Judd’s honest appraisal demonstrated that the placemats probably did more harm than good and should have been replaced with symbols and images more meaningful toward foreign travel considerations. Some teachers mount posters of famous world landmarks like the Eiffel Tower in Paris, Athens’ Acropolis, or Big Ben in London. But even travel posters fail to fully connect students with any meaningful global connection and, ultimately, experience.
Students Involved Send a Better Message than Inactivity
The best wall decorations designed to elicit interest in foreign adventures are group pictures enlarged as posters. A group picture of students standing in front of the iconic Sydney Opera House raises eyebrows, but a serious of larger pictures depicting students at the top of Sydney’s Harbor Bridge overlooking Circular Key personalize an adventure experience that few students will duplicate.
Students react best to action pictures clearly identified with an atypical foreign travel experience. This might be sloshing through a rainforest creek, cruising the Danube River at Budapest or Vienna, and walking St. Petersburg’s Nevskii Prospect in the dead of winter.

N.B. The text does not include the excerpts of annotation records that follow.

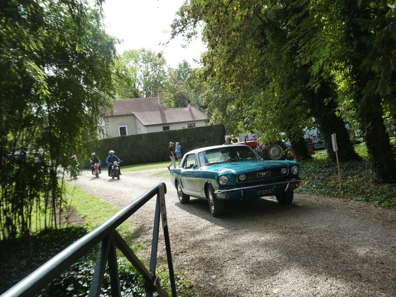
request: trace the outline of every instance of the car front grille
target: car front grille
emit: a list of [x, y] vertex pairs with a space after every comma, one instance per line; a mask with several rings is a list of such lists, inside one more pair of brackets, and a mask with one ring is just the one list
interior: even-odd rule
[[265, 181], [270, 180], [280, 176], [287, 176], [287, 174], [282, 175], [281, 173], [281, 168], [276, 168], [272, 170], [263, 170], [254, 172], [246, 172], [243, 174], [246, 176], [244, 181], [241, 181], [239, 179], [239, 175], [238, 176], [238, 183], [248, 183], [255, 181]]

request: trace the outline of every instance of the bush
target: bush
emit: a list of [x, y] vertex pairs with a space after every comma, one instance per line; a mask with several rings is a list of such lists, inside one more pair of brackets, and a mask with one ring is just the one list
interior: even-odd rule
[[102, 166], [110, 150], [115, 151], [122, 165], [133, 165], [168, 161], [170, 141], [179, 142], [184, 154], [199, 147], [222, 144], [225, 135], [224, 126], [218, 125], [120, 136], [102, 139], [98, 146], [93, 142], [89, 145], [91, 151], [95, 152], [101, 159]]

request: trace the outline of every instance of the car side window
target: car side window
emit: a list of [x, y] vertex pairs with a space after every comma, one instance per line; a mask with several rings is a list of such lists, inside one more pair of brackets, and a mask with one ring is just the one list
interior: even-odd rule
[[205, 166], [209, 162], [209, 161], [208, 161], [208, 156], [206, 154], [206, 152], [200, 153], [198, 155], [198, 158], [200, 159], [200, 164], [201, 164], [201, 167]]
[[196, 158], [195, 155], [192, 154], [187, 156], [186, 161], [184, 165], [186, 169], [195, 169], [197, 167]]

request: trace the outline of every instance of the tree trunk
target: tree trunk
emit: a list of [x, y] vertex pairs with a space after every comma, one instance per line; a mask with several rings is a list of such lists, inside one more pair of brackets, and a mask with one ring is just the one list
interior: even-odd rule
[[366, 95], [361, 103], [359, 114], [377, 179], [382, 183], [396, 182], [396, 159], [382, 118], [380, 98], [374, 94]]

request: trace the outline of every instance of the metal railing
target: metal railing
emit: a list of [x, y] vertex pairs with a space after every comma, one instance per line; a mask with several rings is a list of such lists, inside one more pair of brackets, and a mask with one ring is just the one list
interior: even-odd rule
[[[108, 262], [111, 295], [121, 296], [116, 247], [143, 276], [146, 296], [153, 296], [154, 291], [157, 292], [159, 296], [168, 296], [167, 292], [160, 286], [159, 279], [155, 275], [160, 217], [162, 218], [162, 226], [164, 231], [172, 296], [176, 296], [176, 287], [165, 204], [166, 192], [166, 186], [165, 183], [158, 184], [96, 229], [69, 245], [32, 273], [3, 293], [1, 295], [2, 297], [31, 296], [37, 294], [71, 264], [88, 253], [92, 247], [99, 243], [99, 251], [88, 296], [99, 296], [100, 294], [106, 263]], [[154, 215], [150, 267], [150, 270], [147, 270], [115, 229], [156, 195], [157, 202]]]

How to Use the High School Classroom
By the time students enter high school, classroom decorations such as intricately prepared bulletin boards serve little education purpose. Schools that sponsor foreign trips for their students in language and history departments should use these educational billboards to create interest in the planned trips while attempting to integrate global messages into on-going curricular goals. The beginnings of Western Civilization can be seen firsthand in Italy and Greece and can be displayed on classroom rooms as a “preview of coming attractions.” Students should feel enticed to wander through the excavations at Pompeii or trudge through Germany’s most famous castle, Neuschwanstein, built by the mad king, Ludwig II.
Plastering fast food placemats in a variety of languages yet each depicting a Big Mac cooked to local expectations may be a counterproductive way to sell students on a foreign trip. This is all the more so true because most teacher group leaders do not want their students eating at an American fast food establishment but prefer students sample local cuisine. This is not always easy since some establishments like McDonald’s offer beer as a beverage and reconfigure American products in order to comply with existing law and local taste.

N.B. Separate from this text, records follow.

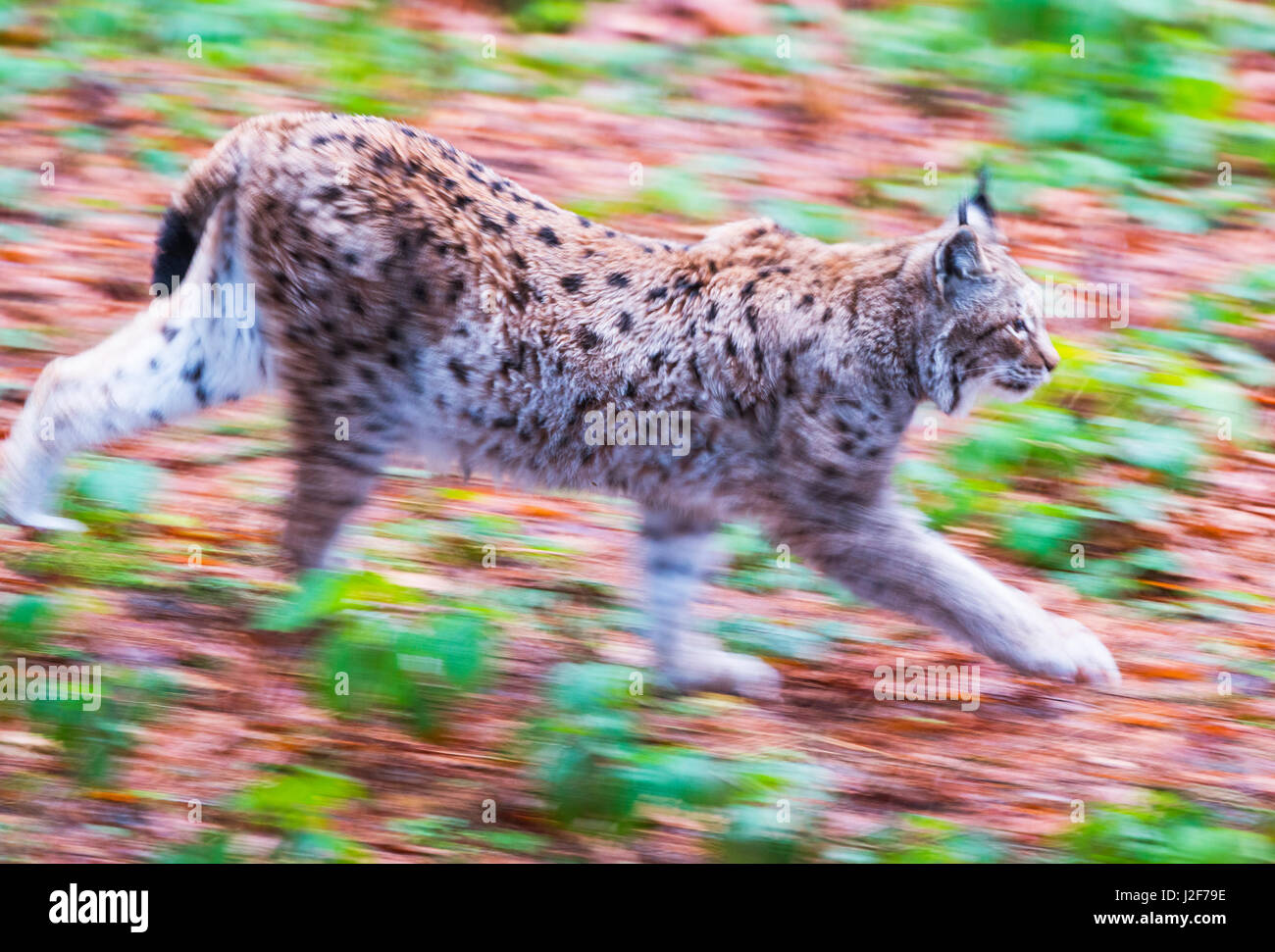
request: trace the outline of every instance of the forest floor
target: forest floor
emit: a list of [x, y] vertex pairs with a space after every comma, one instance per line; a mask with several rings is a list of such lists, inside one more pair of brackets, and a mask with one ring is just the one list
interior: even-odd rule
[[[1258, 65], [1256, 74], [1275, 75], [1270, 61]], [[163, 62], [105, 64], [93, 83], [31, 96], [0, 122], [8, 166], [38, 169], [52, 161], [56, 168], [56, 184], [38, 195], [40, 214], [5, 217], [20, 226], [23, 240], [0, 242], [5, 429], [47, 361], [99, 340], [145, 303], [157, 209], [172, 172], [139, 167], [115, 143], [125, 131], [142, 136], [173, 155], [177, 169], [209, 143], [173, 131], [161, 115], [115, 90], [138, 84], [162, 90], [167, 70]], [[236, 96], [252, 97], [261, 112], [309, 106], [279, 93], [274, 79], [260, 96], [251, 85]], [[1265, 89], [1255, 108], [1272, 116], [1275, 84]], [[723, 186], [728, 214], [759, 194], [840, 204], [853, 232], [871, 238], [932, 222], [907, 209], [856, 206], [857, 180], [884, 175], [886, 166], [919, 169], [936, 157], [960, 168], [966, 143], [997, 135], [977, 110], [936, 116], [852, 66], [805, 84], [708, 75], [695, 94], [746, 113], [746, 131], [737, 124], [621, 115], [588, 101], [467, 93], [422, 103], [408, 119], [566, 208], [623, 194], [634, 162], [658, 168], [704, 154], [733, 155], [759, 171], [747, 184]], [[98, 149], [68, 145], [68, 130], [83, 126], [97, 130]], [[688, 223], [674, 208], [668, 214], [621, 208], [612, 220], [682, 240], [708, 224]], [[1010, 215], [1005, 228], [1025, 264], [1130, 282], [1139, 291], [1135, 321], [1146, 324], [1215, 287], [1228, 269], [1239, 271], [1256, 240], [1270, 241], [1244, 229], [1158, 231], [1090, 195], [1062, 190], [1047, 195], [1033, 217]], [[1275, 320], [1264, 329], [1275, 331]], [[1075, 333], [1111, 350], [1121, 345], [1118, 330]], [[1267, 403], [1266, 424], [1270, 410]], [[558, 822], [538, 779], [543, 763], [527, 753], [524, 728], [542, 716], [556, 665], [645, 663], [646, 649], [626, 623], [640, 599], [634, 508], [615, 500], [520, 492], [481, 475], [462, 480], [395, 469], [351, 528], [347, 547], [365, 567], [425, 599], [504, 603], [491, 647], [493, 670], [486, 689], [456, 701], [444, 729], [430, 737], [394, 718], [342, 718], [315, 701], [307, 647], [263, 635], [251, 623], [263, 599], [279, 596], [287, 585], [274, 554], [289, 479], [282, 412], [277, 398], [258, 398], [103, 450], [162, 474], [149, 515], [122, 526], [94, 526], [84, 540], [0, 529], [0, 591], [60, 599], [52, 635], [60, 649], [108, 669], [159, 673], [170, 692], [158, 716], [130, 723], [127, 746], [111, 780], [101, 784], [83, 781], [56, 734], [0, 710], [0, 858], [167, 855], [200, 835], [203, 827], [190, 823], [191, 800], [203, 804], [205, 827], [236, 831], [235, 855], [265, 858], [278, 846], [278, 831], [240, 822], [242, 812], [228, 804], [245, 789], [260, 788], [263, 767], [295, 765], [360, 788], [358, 795], [333, 795], [340, 805], [311, 819], [315, 830], [352, 844], [353, 855], [366, 859], [718, 855], [724, 821], [713, 811], [650, 803], [638, 826], [623, 830]], [[952, 438], [965, 423], [940, 426]], [[914, 456], [936, 454], [941, 445], [922, 440], [919, 426], [909, 432]], [[84, 465], [78, 463], [76, 472]], [[1178, 497], [1182, 508], [1168, 516], [1165, 544], [1190, 566], [1197, 589], [1270, 595], [1272, 487], [1275, 455], [1234, 450], [1219, 456], [1201, 491]], [[414, 533], [422, 521], [427, 525]], [[496, 563], [483, 567], [488, 537], [497, 539]], [[1084, 598], [988, 545], [977, 528], [951, 537], [1000, 579], [1098, 632], [1121, 665], [1123, 684], [1024, 677], [817, 585], [755, 586], [725, 577], [704, 593], [705, 623], [747, 617], [836, 635], [821, 640], [810, 658], [775, 660], [784, 678], [775, 702], [644, 698], [641, 742], [817, 768], [807, 802], [794, 807], [816, 817], [810, 832], [817, 846], [802, 854], [811, 858], [861, 858], [882, 842], [872, 837], [885, 833], [894, 837], [891, 855], [983, 856], [977, 844], [952, 840], [960, 831], [987, 833], [996, 856], [1057, 855], [1049, 850], [1076, 826], [1075, 802], [1145, 808], [1158, 791], [1206, 803], [1223, 818], [1229, 811], [1270, 816], [1275, 608], [1269, 600], [1227, 621], [1159, 617], [1136, 600]], [[186, 566], [191, 544], [203, 547], [196, 568]], [[184, 580], [196, 572], [215, 585], [187, 593]], [[163, 584], [138, 584], [138, 576]], [[519, 593], [538, 594], [521, 599]], [[979, 665], [978, 710], [876, 700], [875, 669], [899, 656], [909, 664]], [[1219, 689], [1219, 674], [1229, 691]], [[505, 839], [482, 832], [488, 799], [500, 814], [492, 828]], [[927, 832], [924, 821], [918, 826], [909, 816], [940, 821], [933, 828], [940, 832]], [[921, 851], [907, 854], [908, 844]], [[929, 846], [937, 853], [927, 854]]]

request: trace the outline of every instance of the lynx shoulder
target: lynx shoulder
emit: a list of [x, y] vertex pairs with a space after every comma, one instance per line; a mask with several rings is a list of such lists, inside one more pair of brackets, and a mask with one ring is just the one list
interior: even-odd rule
[[402, 124], [265, 116], [178, 186], [153, 282], [166, 293], [133, 324], [38, 380], [4, 444], [9, 521], [71, 528], [48, 514], [69, 454], [277, 387], [298, 567], [323, 563], [389, 454], [417, 450], [636, 500], [653, 637], [681, 687], [774, 687], [755, 659], [680, 633], [682, 582], [727, 516], [1020, 668], [1114, 673], [1091, 633], [890, 497], [919, 401], [1019, 399], [1058, 359], [982, 187], [901, 241], [754, 219], [683, 243], [590, 222]]

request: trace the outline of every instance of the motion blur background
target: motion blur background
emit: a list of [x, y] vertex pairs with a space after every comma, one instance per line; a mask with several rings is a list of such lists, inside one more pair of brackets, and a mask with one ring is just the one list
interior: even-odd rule
[[923, 407], [899, 474], [1121, 689], [983, 661], [977, 711], [878, 701], [877, 665], [980, 659], [741, 512], [703, 624], [783, 701], [634, 696], [632, 508], [412, 461], [360, 570], [289, 586], [264, 398], [76, 458], [83, 538], [0, 529], [0, 664], [106, 689], [0, 701], [0, 860], [1275, 859], [1271, 8], [0, 0], [0, 89], [4, 429], [145, 305], [187, 164], [278, 110], [398, 117], [682, 240], [912, 233], [986, 162], [1029, 273], [1128, 289], [1128, 326], [1052, 322], [1031, 401]]

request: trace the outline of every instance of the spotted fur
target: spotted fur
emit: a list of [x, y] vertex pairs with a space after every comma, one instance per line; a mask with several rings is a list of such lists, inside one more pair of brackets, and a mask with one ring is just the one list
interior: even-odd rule
[[[652, 633], [681, 687], [774, 689], [755, 659], [682, 632], [686, 580], [724, 516], [1019, 668], [1114, 677], [1091, 633], [890, 494], [921, 400], [1020, 398], [1058, 359], [982, 187], [959, 220], [901, 241], [825, 245], [754, 219], [683, 245], [557, 208], [405, 125], [266, 116], [173, 196], [154, 280], [173, 278], [176, 307], [46, 368], [5, 444], [10, 521], [66, 528], [45, 503], [69, 452], [278, 384], [297, 566], [323, 562], [391, 451], [417, 449], [640, 502]], [[251, 326], [201, 317], [200, 282], [250, 283]], [[688, 412], [687, 451], [590, 445], [586, 421], [608, 408]], [[43, 419], [56, 440], [38, 438]]]

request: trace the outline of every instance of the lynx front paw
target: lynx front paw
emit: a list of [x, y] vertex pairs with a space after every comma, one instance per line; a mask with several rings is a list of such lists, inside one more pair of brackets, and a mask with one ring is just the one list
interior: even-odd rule
[[54, 516], [48, 512], [23, 511], [17, 506], [5, 505], [0, 505], [0, 523], [20, 525], [27, 529], [37, 529], [45, 533], [83, 533], [88, 529], [87, 525], [76, 519]]
[[1048, 616], [1048, 627], [1014, 645], [1006, 661], [1028, 674], [1061, 681], [1119, 684], [1119, 669], [1107, 646], [1071, 618]]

Students Experiment – Even at McDonald’s and Burger King
Secondly, foreign tour directors are often convinced that American students prefer the less expensive fast foods at lunch times and have thwarted planned efforts by teacher-chaperones to find an ethnic restaurant. American fast food restaurants are frequently well attended, attesting to their popularity whether in Helsinki or Dresden. Even the McDonald’s at Rothenburg ob der Tauber was build to blend into the Seventeenth Century motif.
Selling students on a foreign tour begins, in part, with tempting reminders from past, successful trips. If none were taken, students that have been abroad should be encouraged to submit enlarged action pictures of people doing something other than posing for the camera. Such images best promote global adventures whether representing seven-day trips of month-long treks such as through the South Pacific.